戦後70年だからというわけではありませんが、いや、そういうわけだからなのでしょうが、このところ第二次世界大戦関係の本を続けざまに読んでるなあ、という気がします。

  

やはり主役の一人であるヒトラーは関心を持たざるを得ないのですが、『第二次世界大戦1939-45』にせよ、『ヒトラーとナチ・ドイツ』にせよ、読んでいると、ヒトラーって有能な指導者だったのだろうかという疑問がわいてきます。

もちろんカリスマ的な存在で、歴史上の重要人物であるということは間違いないと思います。良くも悪くも(「良くも」は無い?)歴史を作った人ではあるでしょう。しかし、上記のような本を読んでいると、戦争指導者としても政治家としても、どれだけの手腕を持っていたのか、そこに疑問を持たざるを得ません。

確かに第一次世界大戦後の疲弊したドイツを立て直し、失業率を改善したという実績はありますが、それも上掲の本を読んでいると必ずしもヒトラーの功績ではなく、前任者たちがまいた種がヒトラー政権の時になってようやく花開いたらしいのです。
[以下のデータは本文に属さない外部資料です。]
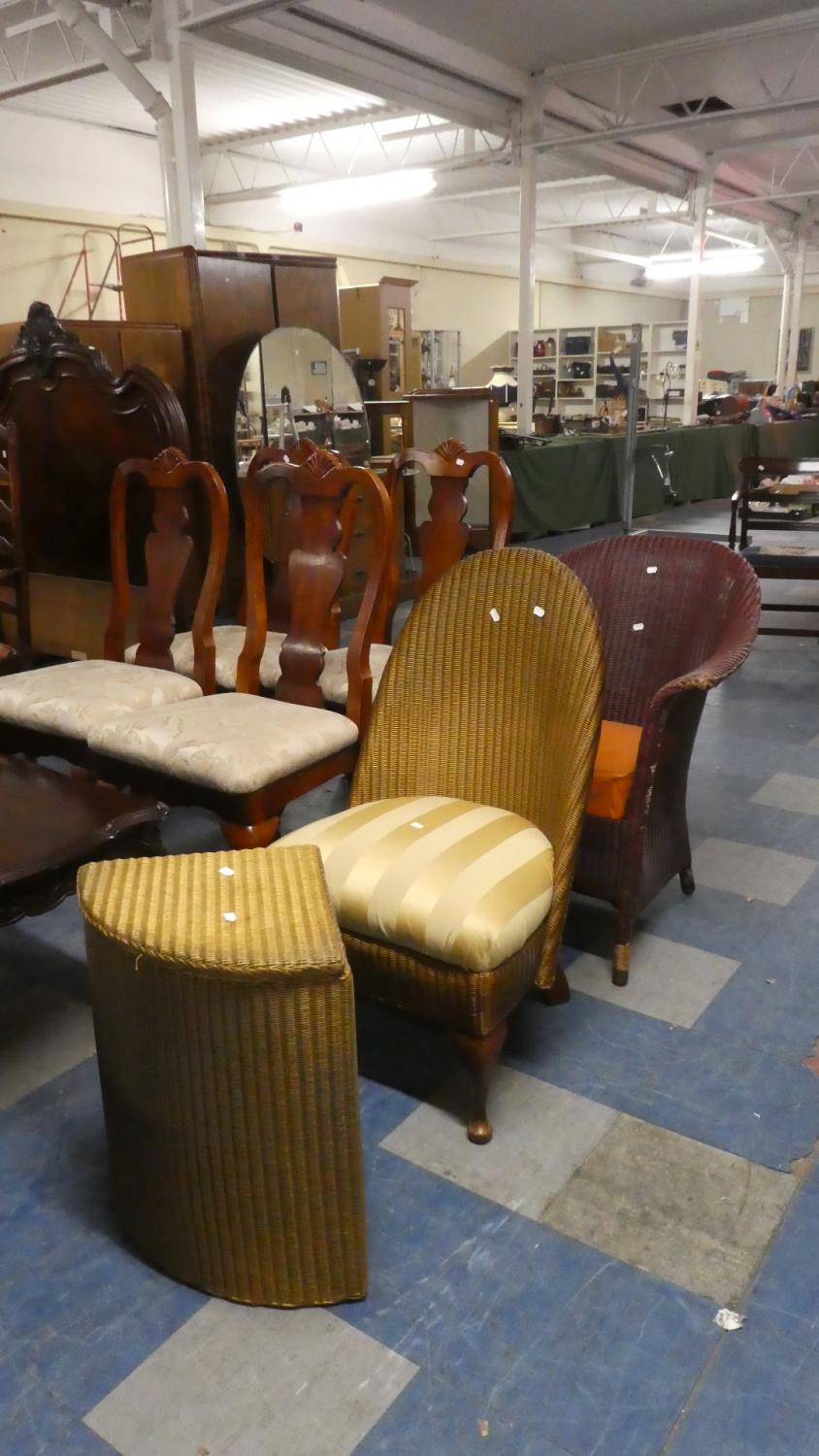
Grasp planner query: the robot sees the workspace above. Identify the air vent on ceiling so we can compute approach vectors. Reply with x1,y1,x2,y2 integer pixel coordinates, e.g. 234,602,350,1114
664,96,734,116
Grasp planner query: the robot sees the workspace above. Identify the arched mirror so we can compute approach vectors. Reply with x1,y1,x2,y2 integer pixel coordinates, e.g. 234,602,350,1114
236,328,370,475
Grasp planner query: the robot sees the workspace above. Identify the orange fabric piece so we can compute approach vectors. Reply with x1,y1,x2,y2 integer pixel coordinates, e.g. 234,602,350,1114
586,718,643,818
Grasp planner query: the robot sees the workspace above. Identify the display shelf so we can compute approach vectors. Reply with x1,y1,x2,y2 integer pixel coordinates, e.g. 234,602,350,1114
508,319,687,421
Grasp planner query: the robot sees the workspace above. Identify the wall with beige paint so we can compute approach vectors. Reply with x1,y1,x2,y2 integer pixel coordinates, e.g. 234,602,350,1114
702,291,819,379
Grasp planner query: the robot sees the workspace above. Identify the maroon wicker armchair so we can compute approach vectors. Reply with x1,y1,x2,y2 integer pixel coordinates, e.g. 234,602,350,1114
563,533,760,986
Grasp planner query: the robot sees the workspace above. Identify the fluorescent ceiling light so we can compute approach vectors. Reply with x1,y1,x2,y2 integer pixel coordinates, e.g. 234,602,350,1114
279,168,435,217
646,248,766,282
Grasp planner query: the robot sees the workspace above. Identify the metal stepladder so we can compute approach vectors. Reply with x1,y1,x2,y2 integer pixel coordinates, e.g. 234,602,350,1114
56,223,155,320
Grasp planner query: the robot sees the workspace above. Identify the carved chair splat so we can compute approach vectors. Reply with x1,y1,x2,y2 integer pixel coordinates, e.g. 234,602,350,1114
236,442,393,731
105,448,228,693
376,440,515,643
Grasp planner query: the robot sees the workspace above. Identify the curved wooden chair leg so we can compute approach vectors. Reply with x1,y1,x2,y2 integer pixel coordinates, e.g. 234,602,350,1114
611,941,632,986
449,1021,507,1143
540,966,572,1007
221,818,279,849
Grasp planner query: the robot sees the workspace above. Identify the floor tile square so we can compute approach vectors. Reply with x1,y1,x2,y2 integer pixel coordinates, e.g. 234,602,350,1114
542,1115,798,1305
381,1068,617,1219
568,934,739,1027
694,839,818,906
85,1299,417,1456
751,774,819,814
0,987,94,1109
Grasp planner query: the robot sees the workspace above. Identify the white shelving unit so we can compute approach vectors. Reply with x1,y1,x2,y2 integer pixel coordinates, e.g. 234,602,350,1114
509,319,687,421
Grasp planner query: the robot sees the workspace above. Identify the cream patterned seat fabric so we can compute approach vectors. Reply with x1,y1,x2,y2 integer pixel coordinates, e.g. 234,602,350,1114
318,643,393,708
0,658,202,739
88,693,358,794
125,625,283,692
280,795,554,972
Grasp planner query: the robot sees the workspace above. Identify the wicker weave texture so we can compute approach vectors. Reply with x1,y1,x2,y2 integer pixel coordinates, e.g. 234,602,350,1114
562,533,760,945
344,926,544,1037
80,849,367,1307
350,550,603,987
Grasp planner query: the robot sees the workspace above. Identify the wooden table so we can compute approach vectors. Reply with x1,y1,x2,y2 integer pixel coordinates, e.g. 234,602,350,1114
0,759,167,925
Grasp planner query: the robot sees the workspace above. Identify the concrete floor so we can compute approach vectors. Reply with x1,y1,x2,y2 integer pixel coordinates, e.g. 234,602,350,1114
0,503,819,1456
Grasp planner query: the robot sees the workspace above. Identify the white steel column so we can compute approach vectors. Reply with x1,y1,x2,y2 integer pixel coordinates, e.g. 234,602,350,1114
784,226,807,389
49,0,178,244
518,84,541,436
682,175,711,425
152,0,205,248
157,111,181,248
777,265,793,395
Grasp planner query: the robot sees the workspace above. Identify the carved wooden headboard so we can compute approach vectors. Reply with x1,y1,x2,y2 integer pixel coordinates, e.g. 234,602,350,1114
0,303,187,581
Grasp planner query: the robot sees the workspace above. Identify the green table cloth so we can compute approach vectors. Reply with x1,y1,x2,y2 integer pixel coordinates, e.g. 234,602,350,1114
504,419,819,539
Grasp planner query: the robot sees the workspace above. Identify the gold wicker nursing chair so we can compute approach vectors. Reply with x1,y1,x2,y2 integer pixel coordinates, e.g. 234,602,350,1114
282,550,603,1143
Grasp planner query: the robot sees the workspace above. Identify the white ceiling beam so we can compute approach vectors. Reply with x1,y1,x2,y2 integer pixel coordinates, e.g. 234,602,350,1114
711,182,816,210
432,212,692,244
713,128,819,160
202,107,408,151
180,0,297,35
541,6,819,81
536,96,819,151
0,46,149,102
301,0,528,102
429,174,620,203
207,141,511,207
203,12,513,134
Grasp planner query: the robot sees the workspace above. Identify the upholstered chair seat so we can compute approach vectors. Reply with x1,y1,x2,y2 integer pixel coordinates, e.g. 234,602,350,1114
125,623,285,693
282,795,554,973
270,550,603,1143
87,693,358,794
0,450,228,768
0,660,202,740
318,643,393,708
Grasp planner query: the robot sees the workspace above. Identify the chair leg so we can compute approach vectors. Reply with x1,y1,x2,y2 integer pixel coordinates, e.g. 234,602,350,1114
611,941,632,986
540,966,572,1007
221,818,279,849
449,1021,507,1143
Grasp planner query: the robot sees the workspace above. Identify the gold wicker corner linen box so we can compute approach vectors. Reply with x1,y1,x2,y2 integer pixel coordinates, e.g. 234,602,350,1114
77,847,367,1307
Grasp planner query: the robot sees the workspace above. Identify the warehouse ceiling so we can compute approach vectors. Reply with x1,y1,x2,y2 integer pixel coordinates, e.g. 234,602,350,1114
0,0,819,279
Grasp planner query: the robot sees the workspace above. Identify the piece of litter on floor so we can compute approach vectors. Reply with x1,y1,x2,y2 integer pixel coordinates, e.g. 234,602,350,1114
714,1309,745,1330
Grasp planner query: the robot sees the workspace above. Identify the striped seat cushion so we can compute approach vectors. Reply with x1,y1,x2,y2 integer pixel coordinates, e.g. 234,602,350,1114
280,795,554,972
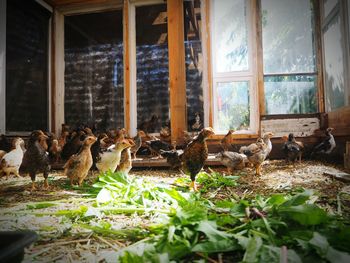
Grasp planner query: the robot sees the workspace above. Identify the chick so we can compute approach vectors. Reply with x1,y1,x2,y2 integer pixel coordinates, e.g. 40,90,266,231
20,130,51,190
282,133,304,163
0,138,24,178
216,151,248,174
181,127,215,191
220,130,235,151
130,130,146,159
115,139,135,173
0,134,13,152
96,139,131,173
63,136,96,186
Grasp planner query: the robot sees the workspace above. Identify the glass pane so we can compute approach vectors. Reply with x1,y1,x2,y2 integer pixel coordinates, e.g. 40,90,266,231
184,0,204,131
261,0,316,74
64,10,124,130
212,0,249,72
264,76,317,114
214,81,250,132
136,4,169,132
6,0,51,131
323,0,338,17
323,14,345,111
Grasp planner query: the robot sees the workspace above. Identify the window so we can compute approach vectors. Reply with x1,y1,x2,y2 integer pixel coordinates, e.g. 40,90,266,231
322,0,349,112
261,0,318,114
211,0,257,134
183,0,204,131
5,0,51,133
132,4,170,132
64,10,124,130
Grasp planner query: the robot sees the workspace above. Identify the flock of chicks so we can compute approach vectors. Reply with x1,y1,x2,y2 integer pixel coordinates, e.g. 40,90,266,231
0,125,335,191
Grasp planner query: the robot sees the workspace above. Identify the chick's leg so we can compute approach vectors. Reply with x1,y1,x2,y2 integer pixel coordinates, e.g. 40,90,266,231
190,174,198,192
29,173,36,191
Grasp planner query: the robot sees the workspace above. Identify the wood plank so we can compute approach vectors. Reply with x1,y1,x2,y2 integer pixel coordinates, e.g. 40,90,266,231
123,0,131,134
203,0,214,127
167,0,187,143
253,0,266,124
313,0,325,112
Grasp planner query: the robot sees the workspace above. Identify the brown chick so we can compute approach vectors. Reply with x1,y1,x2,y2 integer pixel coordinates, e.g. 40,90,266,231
181,127,215,191
20,130,51,190
115,139,135,174
63,136,96,186
220,130,235,151
130,130,146,159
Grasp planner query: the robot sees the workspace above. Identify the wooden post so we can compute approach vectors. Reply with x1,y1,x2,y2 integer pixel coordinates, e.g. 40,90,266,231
167,0,187,143
123,0,131,134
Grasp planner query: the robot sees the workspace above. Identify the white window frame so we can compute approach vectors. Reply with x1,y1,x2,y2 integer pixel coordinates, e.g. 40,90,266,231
0,0,53,135
54,1,125,134
320,0,350,112
129,0,168,136
210,0,259,135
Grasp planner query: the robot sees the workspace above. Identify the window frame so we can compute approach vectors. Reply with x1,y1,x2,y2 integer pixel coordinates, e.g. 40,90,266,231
320,0,350,112
209,0,259,135
0,0,53,136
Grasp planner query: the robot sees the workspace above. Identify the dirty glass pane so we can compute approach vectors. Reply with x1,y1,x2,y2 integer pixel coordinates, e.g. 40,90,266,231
323,0,338,17
264,76,317,114
214,81,250,132
261,0,316,74
6,0,51,132
136,4,169,132
184,0,204,131
323,14,345,111
64,10,124,130
212,0,249,73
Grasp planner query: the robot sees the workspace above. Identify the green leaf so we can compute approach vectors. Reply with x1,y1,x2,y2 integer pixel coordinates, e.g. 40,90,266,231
278,204,328,225
243,236,262,263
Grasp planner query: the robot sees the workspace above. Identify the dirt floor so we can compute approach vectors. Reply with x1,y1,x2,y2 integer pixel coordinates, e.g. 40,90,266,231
0,160,350,262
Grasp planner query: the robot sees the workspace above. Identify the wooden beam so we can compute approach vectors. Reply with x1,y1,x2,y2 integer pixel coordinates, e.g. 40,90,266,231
123,0,131,134
167,0,187,143
253,0,266,121
312,0,326,112
203,0,214,127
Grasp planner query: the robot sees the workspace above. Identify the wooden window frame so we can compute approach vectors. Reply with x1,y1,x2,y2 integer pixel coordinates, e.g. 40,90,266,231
208,0,260,135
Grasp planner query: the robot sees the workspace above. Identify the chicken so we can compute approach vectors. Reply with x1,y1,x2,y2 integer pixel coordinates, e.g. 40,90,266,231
145,139,172,156
220,130,235,151
63,136,97,186
0,150,6,160
116,139,135,174
181,127,215,191
20,130,51,190
138,114,159,134
130,131,146,159
216,151,248,174
282,133,304,163
90,133,108,170
96,139,131,173
160,149,183,169
311,128,337,156
0,137,24,178
0,134,13,152
239,138,268,175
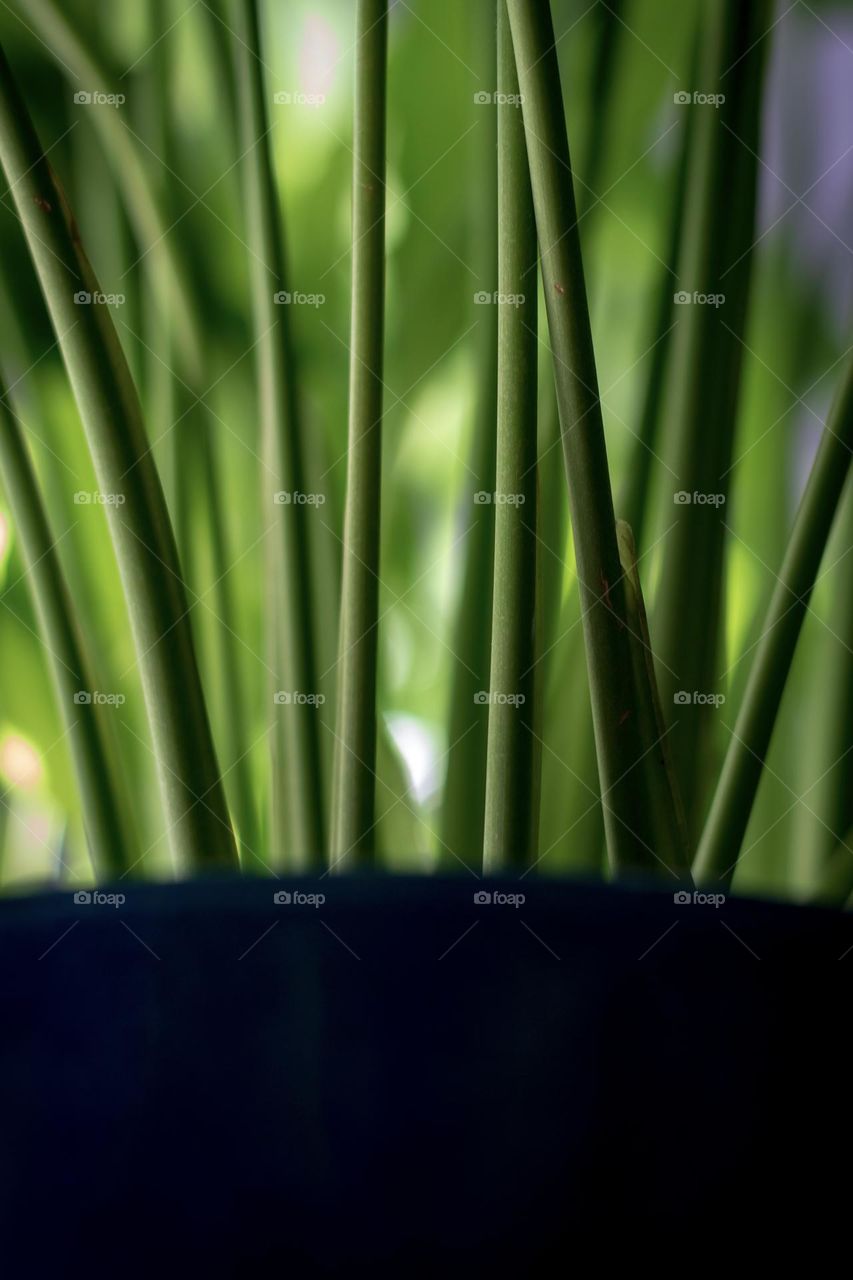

ヒトラー自身に明確な政策というものがあったのか、はなはだ疑問です。

いや、政策というのであれば、反ユダヤ主義をはじめいくつか挙げられますが、それがドイツという国舵取り役として正しい政策だったのか。歴史のその後を知っているわれわれには「間違っていた」ということは簡単ですが、確かに当時のドイツ人の欲するところではあったわけで、それをうまくすくい取り、言葉にし、明確な目標・政策とした手腕は並々ならぬものがあったでしょう。そこまでは認めざるを得ません。ただ、それ以外の政策となると、彼は何をしたのでしょう?

ドイツの生存のために東欧へ勢力圏を広げるという方針は、当時としてはまだ「アリ」だったと思います。特に反ロシア、反ボルシェヴィキという点では英仏の支持や協力も十分得られたのではないかと思います。にもかかわらず西の方、フランスへ兵を進めるということもやってしまう点において、深謀遠慮と言いますか、先の先を見通す目を持っていなかったのかな、と思います。

ナチ政権は閣議というものを開かなかったようで、すべてはヒトラーの一存、ひらめき、思いつきで決められていったようで、途中からはほとんど「狂気の沙汰」の連続、とても兵法のいろはがわかっているとは思えないような指示ばかりになりますので、彼が軍事指導者としては二流、三流であったことは間違いないと思います。なので、せめて政治家としてはどうであったのかと考えても、めぼしい成果を挙げられないのです。